The majority of treatment and rehabilitation recommendations will include some sort of exercise program; if you have a clinical diagnosis of a lumbar disc herniation, then knowing which versions of exercises to avoid and which are more effective are an important part of helping you better reduce and manage your symptoms.
Rehabilitation and Ways to Change Your Lifestyle
- Rehabilitation: Physical therapy and rehabilitation are crucial to restoring function and preventing new issues.
- Lifestyle Changes: Maintaining a healthy weight, exercising consistently, and using proper body mechanics can all help prevent recurrence.
Complications
- Cauda Equina Syndrome
- Chronic low back pain
- Permanent nerve injury
- Paraplegia
Conclusion
Unless there is a serious neurological deterioration, a patient should get conservative care at first. Since surgery does not always produce predictable results, it is typically used as the final option. Following surgery, patients frequently experience worsening neurological impairments and persistent pain. For most patients, physical therapy is the solution. While there are many variables that affect the results, persons who exercise regularly and keep their weight within a healthy range tend to fare better than inactive individuals.
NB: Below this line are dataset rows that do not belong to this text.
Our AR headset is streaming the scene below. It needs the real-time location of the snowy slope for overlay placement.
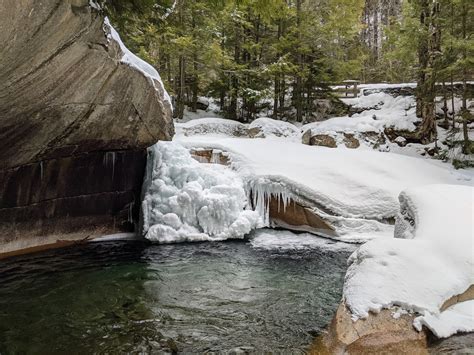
[344,185,474,336]
[175,136,469,241]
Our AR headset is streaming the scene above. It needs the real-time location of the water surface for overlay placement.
[0,242,350,354]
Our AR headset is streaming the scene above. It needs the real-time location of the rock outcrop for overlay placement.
[0,0,173,252]
[310,303,428,355]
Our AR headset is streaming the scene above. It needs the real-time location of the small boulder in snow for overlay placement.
[309,134,337,148]
[394,136,407,147]
[248,117,300,138]
[344,133,360,149]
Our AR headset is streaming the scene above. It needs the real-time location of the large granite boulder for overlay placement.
[0,0,174,252]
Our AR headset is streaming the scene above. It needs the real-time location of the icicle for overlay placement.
[210,149,222,164]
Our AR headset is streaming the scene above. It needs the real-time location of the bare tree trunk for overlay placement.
[417,0,441,144]
[461,0,471,154]
[174,0,186,119]
[293,0,304,122]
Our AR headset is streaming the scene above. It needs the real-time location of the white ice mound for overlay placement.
[142,142,259,243]
[103,17,171,105]
[344,185,474,340]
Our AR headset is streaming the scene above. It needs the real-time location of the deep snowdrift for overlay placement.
[175,136,468,242]
[344,185,474,336]
[142,142,259,243]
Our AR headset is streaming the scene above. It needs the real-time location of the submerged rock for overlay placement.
[0,0,173,252]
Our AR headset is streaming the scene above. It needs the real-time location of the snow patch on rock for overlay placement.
[414,301,474,338]
[104,17,171,105]
[344,185,474,334]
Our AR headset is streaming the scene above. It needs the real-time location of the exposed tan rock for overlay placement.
[311,303,428,355]
[0,0,174,256]
[360,131,386,149]
[269,197,336,235]
[309,134,337,148]
[344,133,360,149]
[247,127,265,138]
[301,129,311,145]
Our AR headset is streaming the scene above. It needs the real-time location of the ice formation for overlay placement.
[344,185,474,336]
[142,142,260,243]
[175,136,468,242]
[104,17,171,105]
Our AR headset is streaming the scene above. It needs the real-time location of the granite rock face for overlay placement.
[0,0,174,252]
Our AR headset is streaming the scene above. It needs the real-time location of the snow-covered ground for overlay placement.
[99,16,474,337]
[149,80,474,337]
[175,136,470,242]
[344,185,474,337]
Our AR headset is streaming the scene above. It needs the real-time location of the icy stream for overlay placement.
[0,236,350,354]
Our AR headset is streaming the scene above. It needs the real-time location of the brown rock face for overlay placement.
[0,0,173,252]
[268,197,337,236]
[310,303,428,355]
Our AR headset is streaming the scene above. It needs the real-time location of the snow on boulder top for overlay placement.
[104,17,171,105]
[344,185,474,334]
[303,93,419,134]
[248,117,301,138]
[175,136,468,241]
[175,117,247,137]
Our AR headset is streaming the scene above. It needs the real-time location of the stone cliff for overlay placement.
[0,0,174,252]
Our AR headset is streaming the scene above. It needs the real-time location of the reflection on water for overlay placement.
[0,242,349,354]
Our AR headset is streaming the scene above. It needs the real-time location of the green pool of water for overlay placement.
[0,242,349,354]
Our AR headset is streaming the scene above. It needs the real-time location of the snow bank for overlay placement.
[142,142,259,243]
[414,301,474,338]
[248,117,301,138]
[302,93,419,135]
[104,17,171,105]
[175,117,247,137]
[175,136,468,241]
[344,185,474,334]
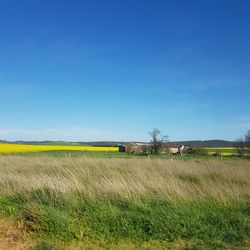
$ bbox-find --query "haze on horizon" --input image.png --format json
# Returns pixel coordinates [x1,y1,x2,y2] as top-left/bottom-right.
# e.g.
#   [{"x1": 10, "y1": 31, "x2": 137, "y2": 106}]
[{"x1": 0, "y1": 0, "x2": 250, "y2": 141}]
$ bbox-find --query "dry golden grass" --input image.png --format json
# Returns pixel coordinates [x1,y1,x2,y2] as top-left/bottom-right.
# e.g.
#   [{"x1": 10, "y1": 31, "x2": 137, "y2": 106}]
[{"x1": 0, "y1": 155, "x2": 250, "y2": 200}]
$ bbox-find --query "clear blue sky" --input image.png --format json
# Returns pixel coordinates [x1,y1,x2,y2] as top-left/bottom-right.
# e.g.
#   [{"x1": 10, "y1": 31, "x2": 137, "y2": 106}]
[{"x1": 0, "y1": 0, "x2": 250, "y2": 141}]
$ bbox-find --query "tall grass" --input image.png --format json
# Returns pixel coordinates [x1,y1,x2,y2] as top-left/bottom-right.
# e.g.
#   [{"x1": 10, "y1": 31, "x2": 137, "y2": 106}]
[
  {"x1": 0, "y1": 156, "x2": 250, "y2": 201},
  {"x1": 0, "y1": 156, "x2": 250, "y2": 249}
]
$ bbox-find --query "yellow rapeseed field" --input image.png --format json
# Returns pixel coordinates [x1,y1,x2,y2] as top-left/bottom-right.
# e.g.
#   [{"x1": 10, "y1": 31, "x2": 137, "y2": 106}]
[{"x1": 0, "y1": 144, "x2": 119, "y2": 153}]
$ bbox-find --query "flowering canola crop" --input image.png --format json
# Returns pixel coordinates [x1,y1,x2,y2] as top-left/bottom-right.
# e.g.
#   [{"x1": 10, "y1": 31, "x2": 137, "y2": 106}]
[{"x1": 0, "y1": 144, "x2": 119, "y2": 153}]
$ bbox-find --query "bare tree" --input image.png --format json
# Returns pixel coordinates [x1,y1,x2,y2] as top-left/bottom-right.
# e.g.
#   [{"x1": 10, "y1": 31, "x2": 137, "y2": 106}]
[{"x1": 149, "y1": 128, "x2": 168, "y2": 154}]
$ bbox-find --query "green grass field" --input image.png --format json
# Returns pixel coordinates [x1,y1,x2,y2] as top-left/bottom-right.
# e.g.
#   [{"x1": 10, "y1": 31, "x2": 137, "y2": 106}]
[{"x1": 0, "y1": 155, "x2": 250, "y2": 250}]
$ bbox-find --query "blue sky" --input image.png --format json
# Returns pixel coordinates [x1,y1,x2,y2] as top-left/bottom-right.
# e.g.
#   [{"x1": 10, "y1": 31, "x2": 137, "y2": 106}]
[{"x1": 0, "y1": 0, "x2": 250, "y2": 141}]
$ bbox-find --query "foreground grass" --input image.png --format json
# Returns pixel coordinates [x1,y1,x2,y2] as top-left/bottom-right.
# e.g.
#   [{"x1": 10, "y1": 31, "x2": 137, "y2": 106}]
[{"x1": 0, "y1": 156, "x2": 250, "y2": 249}]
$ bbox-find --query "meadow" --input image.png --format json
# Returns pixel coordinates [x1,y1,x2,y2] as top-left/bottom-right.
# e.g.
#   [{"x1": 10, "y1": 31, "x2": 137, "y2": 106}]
[{"x1": 0, "y1": 153, "x2": 250, "y2": 250}]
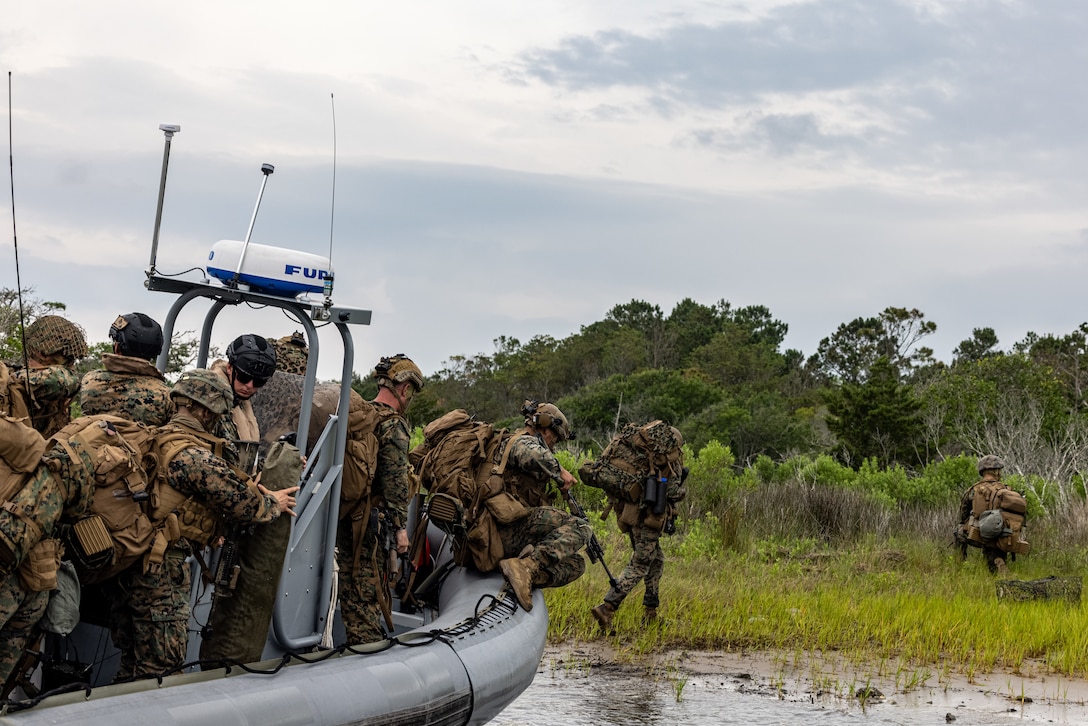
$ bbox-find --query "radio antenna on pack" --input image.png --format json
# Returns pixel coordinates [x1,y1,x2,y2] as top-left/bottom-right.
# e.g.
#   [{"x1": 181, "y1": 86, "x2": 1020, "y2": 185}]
[
  {"x1": 8, "y1": 71, "x2": 30, "y2": 374},
  {"x1": 324, "y1": 94, "x2": 336, "y2": 307}
]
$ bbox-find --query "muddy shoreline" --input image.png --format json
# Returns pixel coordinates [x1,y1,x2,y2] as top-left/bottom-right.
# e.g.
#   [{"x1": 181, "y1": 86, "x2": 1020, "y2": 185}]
[{"x1": 541, "y1": 638, "x2": 1088, "y2": 724}]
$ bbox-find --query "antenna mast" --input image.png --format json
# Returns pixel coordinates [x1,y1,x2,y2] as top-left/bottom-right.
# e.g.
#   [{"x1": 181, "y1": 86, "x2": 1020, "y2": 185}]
[{"x1": 8, "y1": 71, "x2": 32, "y2": 374}]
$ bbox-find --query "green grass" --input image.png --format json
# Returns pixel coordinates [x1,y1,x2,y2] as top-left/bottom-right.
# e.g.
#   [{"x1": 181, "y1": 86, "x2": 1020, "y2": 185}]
[{"x1": 545, "y1": 528, "x2": 1088, "y2": 691}]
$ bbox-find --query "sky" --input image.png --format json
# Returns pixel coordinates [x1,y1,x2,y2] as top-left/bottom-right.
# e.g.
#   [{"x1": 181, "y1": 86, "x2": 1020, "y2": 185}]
[{"x1": 0, "y1": 0, "x2": 1088, "y2": 377}]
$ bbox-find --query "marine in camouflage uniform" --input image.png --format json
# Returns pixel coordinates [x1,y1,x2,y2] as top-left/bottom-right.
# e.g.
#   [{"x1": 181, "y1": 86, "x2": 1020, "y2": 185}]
[
  {"x1": 110, "y1": 369, "x2": 298, "y2": 682},
  {"x1": 13, "y1": 316, "x2": 87, "y2": 439},
  {"x1": 0, "y1": 417, "x2": 95, "y2": 682},
  {"x1": 336, "y1": 355, "x2": 423, "y2": 643},
  {"x1": 955, "y1": 454, "x2": 1015, "y2": 575},
  {"x1": 581, "y1": 424, "x2": 688, "y2": 632},
  {"x1": 498, "y1": 404, "x2": 593, "y2": 611},
  {"x1": 79, "y1": 312, "x2": 174, "y2": 426}
]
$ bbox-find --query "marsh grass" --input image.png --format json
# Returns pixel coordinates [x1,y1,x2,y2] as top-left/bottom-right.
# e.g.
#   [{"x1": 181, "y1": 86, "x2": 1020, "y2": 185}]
[{"x1": 545, "y1": 521, "x2": 1088, "y2": 691}]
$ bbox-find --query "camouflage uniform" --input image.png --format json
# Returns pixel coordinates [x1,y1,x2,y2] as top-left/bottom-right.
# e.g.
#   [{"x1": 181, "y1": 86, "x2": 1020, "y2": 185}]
[
  {"x1": 497, "y1": 432, "x2": 593, "y2": 588},
  {"x1": 14, "y1": 366, "x2": 79, "y2": 439},
  {"x1": 336, "y1": 402, "x2": 411, "y2": 643},
  {"x1": 211, "y1": 360, "x2": 261, "y2": 441},
  {"x1": 79, "y1": 353, "x2": 174, "y2": 426},
  {"x1": 110, "y1": 414, "x2": 280, "y2": 681},
  {"x1": 956, "y1": 476, "x2": 1007, "y2": 575},
  {"x1": 499, "y1": 429, "x2": 561, "y2": 507},
  {"x1": 15, "y1": 315, "x2": 87, "y2": 438},
  {"x1": 269, "y1": 331, "x2": 310, "y2": 376},
  {"x1": 0, "y1": 431, "x2": 95, "y2": 682}
]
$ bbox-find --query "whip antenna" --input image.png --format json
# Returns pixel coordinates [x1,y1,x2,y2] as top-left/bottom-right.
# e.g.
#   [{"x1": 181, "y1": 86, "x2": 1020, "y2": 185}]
[
  {"x1": 8, "y1": 71, "x2": 30, "y2": 374},
  {"x1": 324, "y1": 94, "x2": 336, "y2": 306}
]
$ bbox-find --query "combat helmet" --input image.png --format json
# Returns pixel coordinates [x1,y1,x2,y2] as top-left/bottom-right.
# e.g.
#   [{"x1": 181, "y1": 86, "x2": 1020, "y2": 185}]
[
  {"x1": 521, "y1": 401, "x2": 570, "y2": 441},
  {"x1": 226, "y1": 333, "x2": 275, "y2": 381},
  {"x1": 26, "y1": 316, "x2": 87, "y2": 365},
  {"x1": 371, "y1": 353, "x2": 423, "y2": 391},
  {"x1": 170, "y1": 368, "x2": 234, "y2": 416},
  {"x1": 110, "y1": 312, "x2": 162, "y2": 360},
  {"x1": 978, "y1": 454, "x2": 1005, "y2": 473}
]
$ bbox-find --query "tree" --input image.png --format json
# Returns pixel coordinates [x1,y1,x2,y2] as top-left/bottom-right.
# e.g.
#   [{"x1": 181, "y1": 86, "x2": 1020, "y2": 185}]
[
  {"x1": 808, "y1": 307, "x2": 937, "y2": 383},
  {"x1": 952, "y1": 328, "x2": 1001, "y2": 364},
  {"x1": 827, "y1": 356, "x2": 923, "y2": 467}
]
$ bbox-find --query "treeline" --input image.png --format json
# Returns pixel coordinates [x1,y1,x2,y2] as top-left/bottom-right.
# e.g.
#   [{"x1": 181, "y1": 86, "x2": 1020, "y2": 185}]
[{"x1": 409, "y1": 298, "x2": 1088, "y2": 499}]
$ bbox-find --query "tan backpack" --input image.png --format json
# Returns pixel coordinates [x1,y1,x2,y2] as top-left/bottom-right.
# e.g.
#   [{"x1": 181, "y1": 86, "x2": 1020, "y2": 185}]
[
  {"x1": 578, "y1": 420, "x2": 683, "y2": 504},
  {"x1": 61, "y1": 415, "x2": 157, "y2": 585},
  {"x1": 408, "y1": 408, "x2": 515, "y2": 571},
  {"x1": 965, "y1": 480, "x2": 1030, "y2": 554}
]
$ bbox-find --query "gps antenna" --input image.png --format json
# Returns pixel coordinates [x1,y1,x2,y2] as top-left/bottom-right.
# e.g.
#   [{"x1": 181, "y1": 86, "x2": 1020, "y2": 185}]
[
  {"x1": 231, "y1": 164, "x2": 275, "y2": 287},
  {"x1": 147, "y1": 123, "x2": 182, "y2": 278}
]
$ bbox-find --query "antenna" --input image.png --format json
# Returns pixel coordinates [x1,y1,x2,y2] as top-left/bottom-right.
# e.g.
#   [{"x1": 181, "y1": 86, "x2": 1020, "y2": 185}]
[
  {"x1": 324, "y1": 94, "x2": 336, "y2": 307},
  {"x1": 147, "y1": 123, "x2": 182, "y2": 278},
  {"x1": 8, "y1": 71, "x2": 34, "y2": 374},
  {"x1": 231, "y1": 164, "x2": 275, "y2": 287}
]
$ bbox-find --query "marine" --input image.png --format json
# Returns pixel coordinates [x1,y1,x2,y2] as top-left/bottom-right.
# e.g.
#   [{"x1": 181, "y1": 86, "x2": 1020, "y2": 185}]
[
  {"x1": 79, "y1": 312, "x2": 174, "y2": 426},
  {"x1": 110, "y1": 369, "x2": 298, "y2": 681}
]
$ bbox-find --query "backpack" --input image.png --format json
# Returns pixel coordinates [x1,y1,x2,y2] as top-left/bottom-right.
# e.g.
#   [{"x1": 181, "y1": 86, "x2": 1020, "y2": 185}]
[
  {"x1": 52, "y1": 415, "x2": 157, "y2": 585},
  {"x1": 339, "y1": 396, "x2": 397, "y2": 567},
  {"x1": 578, "y1": 420, "x2": 683, "y2": 504},
  {"x1": 408, "y1": 408, "x2": 515, "y2": 571},
  {"x1": 964, "y1": 480, "x2": 1030, "y2": 554}
]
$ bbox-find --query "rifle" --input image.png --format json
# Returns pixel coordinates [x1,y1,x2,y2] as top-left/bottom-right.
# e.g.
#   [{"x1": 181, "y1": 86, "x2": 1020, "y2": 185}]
[{"x1": 567, "y1": 490, "x2": 618, "y2": 589}]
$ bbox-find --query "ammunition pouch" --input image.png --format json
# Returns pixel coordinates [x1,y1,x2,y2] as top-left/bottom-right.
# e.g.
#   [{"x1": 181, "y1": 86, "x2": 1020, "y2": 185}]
[
  {"x1": 66, "y1": 514, "x2": 114, "y2": 569},
  {"x1": 425, "y1": 492, "x2": 468, "y2": 539},
  {"x1": 484, "y1": 491, "x2": 529, "y2": 525}
]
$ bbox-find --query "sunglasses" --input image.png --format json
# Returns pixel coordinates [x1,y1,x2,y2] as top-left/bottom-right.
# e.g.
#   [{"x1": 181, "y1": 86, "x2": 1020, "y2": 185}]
[{"x1": 234, "y1": 368, "x2": 269, "y2": 389}]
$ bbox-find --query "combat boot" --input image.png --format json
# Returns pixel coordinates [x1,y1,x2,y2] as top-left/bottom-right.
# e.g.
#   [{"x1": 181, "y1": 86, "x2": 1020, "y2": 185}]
[
  {"x1": 498, "y1": 557, "x2": 540, "y2": 613},
  {"x1": 590, "y1": 602, "x2": 616, "y2": 635}
]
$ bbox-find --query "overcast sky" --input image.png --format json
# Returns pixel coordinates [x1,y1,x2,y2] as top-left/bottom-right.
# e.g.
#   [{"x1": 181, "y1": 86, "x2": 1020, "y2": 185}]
[{"x1": 0, "y1": 0, "x2": 1088, "y2": 377}]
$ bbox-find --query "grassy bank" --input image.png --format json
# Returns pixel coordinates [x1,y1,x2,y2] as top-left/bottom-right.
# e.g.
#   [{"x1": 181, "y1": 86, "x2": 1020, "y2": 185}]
[{"x1": 545, "y1": 520, "x2": 1088, "y2": 678}]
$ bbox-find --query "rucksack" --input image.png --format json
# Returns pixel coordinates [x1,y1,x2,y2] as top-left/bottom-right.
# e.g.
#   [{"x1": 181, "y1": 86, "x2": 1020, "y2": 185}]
[
  {"x1": 965, "y1": 480, "x2": 1030, "y2": 554},
  {"x1": 578, "y1": 420, "x2": 683, "y2": 504},
  {"x1": 52, "y1": 414, "x2": 157, "y2": 585},
  {"x1": 408, "y1": 408, "x2": 526, "y2": 571},
  {"x1": 339, "y1": 396, "x2": 397, "y2": 567}
]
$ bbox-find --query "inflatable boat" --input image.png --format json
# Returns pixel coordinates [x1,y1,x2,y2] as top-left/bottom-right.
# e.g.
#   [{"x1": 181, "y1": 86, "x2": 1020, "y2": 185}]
[{"x1": 0, "y1": 126, "x2": 547, "y2": 726}]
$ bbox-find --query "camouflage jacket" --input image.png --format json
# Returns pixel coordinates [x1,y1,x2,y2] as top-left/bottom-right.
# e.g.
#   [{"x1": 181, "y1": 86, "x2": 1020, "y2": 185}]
[
  {"x1": 371, "y1": 402, "x2": 411, "y2": 529},
  {"x1": 162, "y1": 414, "x2": 280, "y2": 524},
  {"x1": 15, "y1": 366, "x2": 79, "y2": 439},
  {"x1": 79, "y1": 353, "x2": 174, "y2": 426},
  {"x1": 497, "y1": 429, "x2": 562, "y2": 507},
  {"x1": 211, "y1": 360, "x2": 261, "y2": 441}
]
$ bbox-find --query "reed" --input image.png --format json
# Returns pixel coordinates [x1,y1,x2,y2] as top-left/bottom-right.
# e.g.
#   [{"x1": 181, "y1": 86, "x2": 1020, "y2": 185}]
[{"x1": 545, "y1": 528, "x2": 1088, "y2": 690}]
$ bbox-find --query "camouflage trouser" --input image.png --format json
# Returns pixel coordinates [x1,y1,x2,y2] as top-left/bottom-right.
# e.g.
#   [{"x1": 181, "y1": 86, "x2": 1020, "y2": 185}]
[
  {"x1": 0, "y1": 573, "x2": 49, "y2": 684},
  {"x1": 104, "y1": 547, "x2": 190, "y2": 682},
  {"x1": 498, "y1": 507, "x2": 593, "y2": 588},
  {"x1": 336, "y1": 525, "x2": 390, "y2": 644},
  {"x1": 605, "y1": 526, "x2": 665, "y2": 607}
]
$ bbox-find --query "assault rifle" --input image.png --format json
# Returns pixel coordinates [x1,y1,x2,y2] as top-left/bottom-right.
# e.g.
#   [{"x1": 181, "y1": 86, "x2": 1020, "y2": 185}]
[{"x1": 567, "y1": 490, "x2": 617, "y2": 589}]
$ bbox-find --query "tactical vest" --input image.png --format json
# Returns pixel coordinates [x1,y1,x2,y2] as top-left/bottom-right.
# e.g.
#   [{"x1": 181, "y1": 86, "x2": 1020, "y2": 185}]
[{"x1": 150, "y1": 423, "x2": 232, "y2": 546}]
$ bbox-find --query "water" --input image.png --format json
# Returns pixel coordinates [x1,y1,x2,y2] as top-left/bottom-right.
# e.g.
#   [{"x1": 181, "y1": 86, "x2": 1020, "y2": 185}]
[{"x1": 491, "y1": 666, "x2": 1088, "y2": 726}]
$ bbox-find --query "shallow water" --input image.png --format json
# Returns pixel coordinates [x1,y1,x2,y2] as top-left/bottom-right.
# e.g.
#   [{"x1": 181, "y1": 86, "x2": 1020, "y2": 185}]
[{"x1": 491, "y1": 667, "x2": 1085, "y2": 726}]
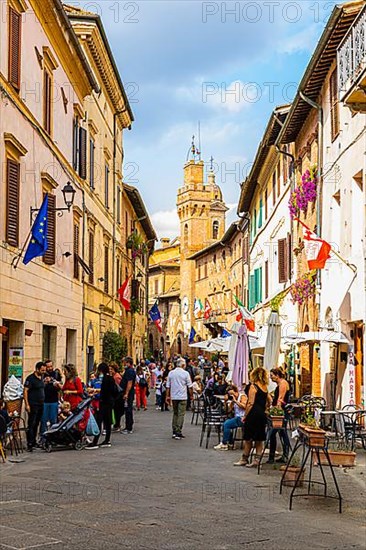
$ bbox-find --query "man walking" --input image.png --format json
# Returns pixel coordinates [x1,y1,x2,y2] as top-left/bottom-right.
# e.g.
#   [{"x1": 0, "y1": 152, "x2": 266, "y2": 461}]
[
  {"x1": 41, "y1": 359, "x2": 61, "y2": 435},
  {"x1": 24, "y1": 361, "x2": 46, "y2": 452},
  {"x1": 121, "y1": 357, "x2": 136, "y2": 434},
  {"x1": 166, "y1": 357, "x2": 193, "y2": 439}
]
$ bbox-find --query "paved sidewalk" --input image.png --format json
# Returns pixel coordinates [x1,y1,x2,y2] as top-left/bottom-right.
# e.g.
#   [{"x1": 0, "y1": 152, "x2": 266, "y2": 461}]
[{"x1": 0, "y1": 402, "x2": 366, "y2": 550}]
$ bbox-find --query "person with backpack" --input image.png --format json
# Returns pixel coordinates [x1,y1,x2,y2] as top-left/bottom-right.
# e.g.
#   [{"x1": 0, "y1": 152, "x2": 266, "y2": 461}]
[
  {"x1": 135, "y1": 365, "x2": 148, "y2": 411},
  {"x1": 86, "y1": 363, "x2": 119, "y2": 450},
  {"x1": 109, "y1": 362, "x2": 124, "y2": 432},
  {"x1": 62, "y1": 363, "x2": 84, "y2": 411}
]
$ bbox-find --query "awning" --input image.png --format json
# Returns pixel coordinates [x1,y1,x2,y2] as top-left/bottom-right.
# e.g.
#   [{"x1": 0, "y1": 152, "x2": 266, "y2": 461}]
[
  {"x1": 189, "y1": 335, "x2": 264, "y2": 353},
  {"x1": 283, "y1": 330, "x2": 350, "y2": 344}
]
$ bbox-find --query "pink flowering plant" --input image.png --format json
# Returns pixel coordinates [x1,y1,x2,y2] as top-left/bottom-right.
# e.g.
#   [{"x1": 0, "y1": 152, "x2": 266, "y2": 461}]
[
  {"x1": 288, "y1": 166, "x2": 318, "y2": 218},
  {"x1": 290, "y1": 273, "x2": 315, "y2": 306}
]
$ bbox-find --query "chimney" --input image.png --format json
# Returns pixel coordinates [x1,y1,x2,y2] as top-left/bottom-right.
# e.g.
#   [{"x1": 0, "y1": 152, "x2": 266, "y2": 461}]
[{"x1": 160, "y1": 237, "x2": 170, "y2": 248}]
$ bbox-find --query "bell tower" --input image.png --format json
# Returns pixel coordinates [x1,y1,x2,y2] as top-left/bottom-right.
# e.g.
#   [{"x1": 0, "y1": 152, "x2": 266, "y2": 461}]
[{"x1": 177, "y1": 149, "x2": 228, "y2": 352}]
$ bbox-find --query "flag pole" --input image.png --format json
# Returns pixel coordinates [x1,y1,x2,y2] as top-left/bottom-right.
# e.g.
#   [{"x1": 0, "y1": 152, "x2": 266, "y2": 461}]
[
  {"x1": 330, "y1": 248, "x2": 357, "y2": 273},
  {"x1": 11, "y1": 229, "x2": 33, "y2": 269}
]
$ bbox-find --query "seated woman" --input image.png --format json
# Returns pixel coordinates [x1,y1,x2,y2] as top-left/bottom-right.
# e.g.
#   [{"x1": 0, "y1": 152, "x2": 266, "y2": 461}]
[
  {"x1": 267, "y1": 368, "x2": 290, "y2": 464},
  {"x1": 192, "y1": 375, "x2": 203, "y2": 397},
  {"x1": 214, "y1": 385, "x2": 248, "y2": 451}
]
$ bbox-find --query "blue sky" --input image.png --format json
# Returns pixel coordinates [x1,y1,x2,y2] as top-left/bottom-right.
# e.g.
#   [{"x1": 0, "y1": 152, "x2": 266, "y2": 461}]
[{"x1": 93, "y1": 0, "x2": 336, "y2": 237}]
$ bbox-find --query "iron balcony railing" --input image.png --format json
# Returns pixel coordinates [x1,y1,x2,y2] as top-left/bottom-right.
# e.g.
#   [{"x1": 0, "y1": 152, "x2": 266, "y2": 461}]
[{"x1": 337, "y1": 5, "x2": 366, "y2": 99}]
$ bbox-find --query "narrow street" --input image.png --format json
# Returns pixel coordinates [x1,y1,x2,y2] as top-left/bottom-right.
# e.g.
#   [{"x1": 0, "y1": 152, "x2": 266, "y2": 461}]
[{"x1": 0, "y1": 398, "x2": 366, "y2": 550}]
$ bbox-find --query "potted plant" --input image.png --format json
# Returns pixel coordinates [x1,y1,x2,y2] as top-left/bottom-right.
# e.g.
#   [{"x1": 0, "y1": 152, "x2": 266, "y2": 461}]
[
  {"x1": 314, "y1": 441, "x2": 356, "y2": 468},
  {"x1": 269, "y1": 407, "x2": 285, "y2": 428},
  {"x1": 280, "y1": 454, "x2": 306, "y2": 487},
  {"x1": 298, "y1": 413, "x2": 326, "y2": 447}
]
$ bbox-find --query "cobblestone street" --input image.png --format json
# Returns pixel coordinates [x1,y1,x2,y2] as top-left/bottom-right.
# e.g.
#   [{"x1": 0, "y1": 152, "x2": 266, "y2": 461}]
[{"x1": 0, "y1": 406, "x2": 366, "y2": 550}]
One of the most prevalent conditions that causes adult patients to have leg pain or lower back pain is intervertebral disc herniation. Age-related annulus fibrosis degeneration is frequently the cause of it. Most disc herniations are asymptomatic, and within six months, 75% of intervertebral disc herniations spontaneously heal.
Disc herniation can happen in the spine at several places. The lumbar discs between vertebrae L4-L5 and L5-S1 are most frequently affected by a herniated disc. Compared to lumbar disc degeneration, cervical disc herniation is less common. The levels C5–C6 and C6–C7 are where cervical disc herniation is most commonly found.